Mummyoflittledragon · 28/12/2024 09:25

As for your mil op, is it really necessary to cut her out? Are you unable to tell her you’re not ok with what she says and if she continues, you will leave or ask her to leave? It’s much better to put up boundaries rather than going nuclear.

WearyAuldWumman · 28/12/2024 09:42

mathanxiety · 28/12/2024 06:18

Well clearly we grew up in different social environments and had different expectations of school life.

I went to a mixed school where you would never live it down if you turned up to a school disco as a couple or if word got out that you had gone to the cinema with a boy from school.

There were two or three couples in school by age 17/18, all within a certain friendship group.

Really?

My goodness. The concept of having a "boyfriend" was obviously much more innocent at our school.

Livelovebehappy · 28/12/2024 10:29

Lurkingandlearning · 28/12/2024 06:29

Op said it was an innocent, hand holding, situation. Teenagers have always had these kind of relationships. You understand what puberty is, right? They don’t all go beyond hand holding and chaste kissing.

I’d love to know how you would effectively disallow your 13yo child having a boyfriend.

You do know many teens are good at letting their parents see only what they want them to see? Op might see it from the outside as all innocent handholding. Doesnt mean that's actually what's going on. No doubt some teens are very self aware at handling situations, but many arent and cave in to peer pressure or do in the moment silly things. Personally I wouldnt be comfortable with it, but we're all different with our parenting boundaries. And it all would depend on the maturity of your child. Boys especially at 13 aren't very mature at all.
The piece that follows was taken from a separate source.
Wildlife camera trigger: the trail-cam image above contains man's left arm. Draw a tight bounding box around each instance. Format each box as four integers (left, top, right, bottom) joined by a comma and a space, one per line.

BigSilly · 28/12/2024 11:28

SmileEachDay · 28/12/2024 08:30

Roughly how many 13 year olds do you know?

The onset of periods begins during the final( 5th) stage of puberty at an average age of 12.

SmileEachDay · 28/12/2024 11:31

BigSilly · 28/12/2024 11:28

The onset of periods begins during the final( 5th) stage of puberty at an average age of 12.

That doesn’t answer my question. How many actual 13 year olds do you know?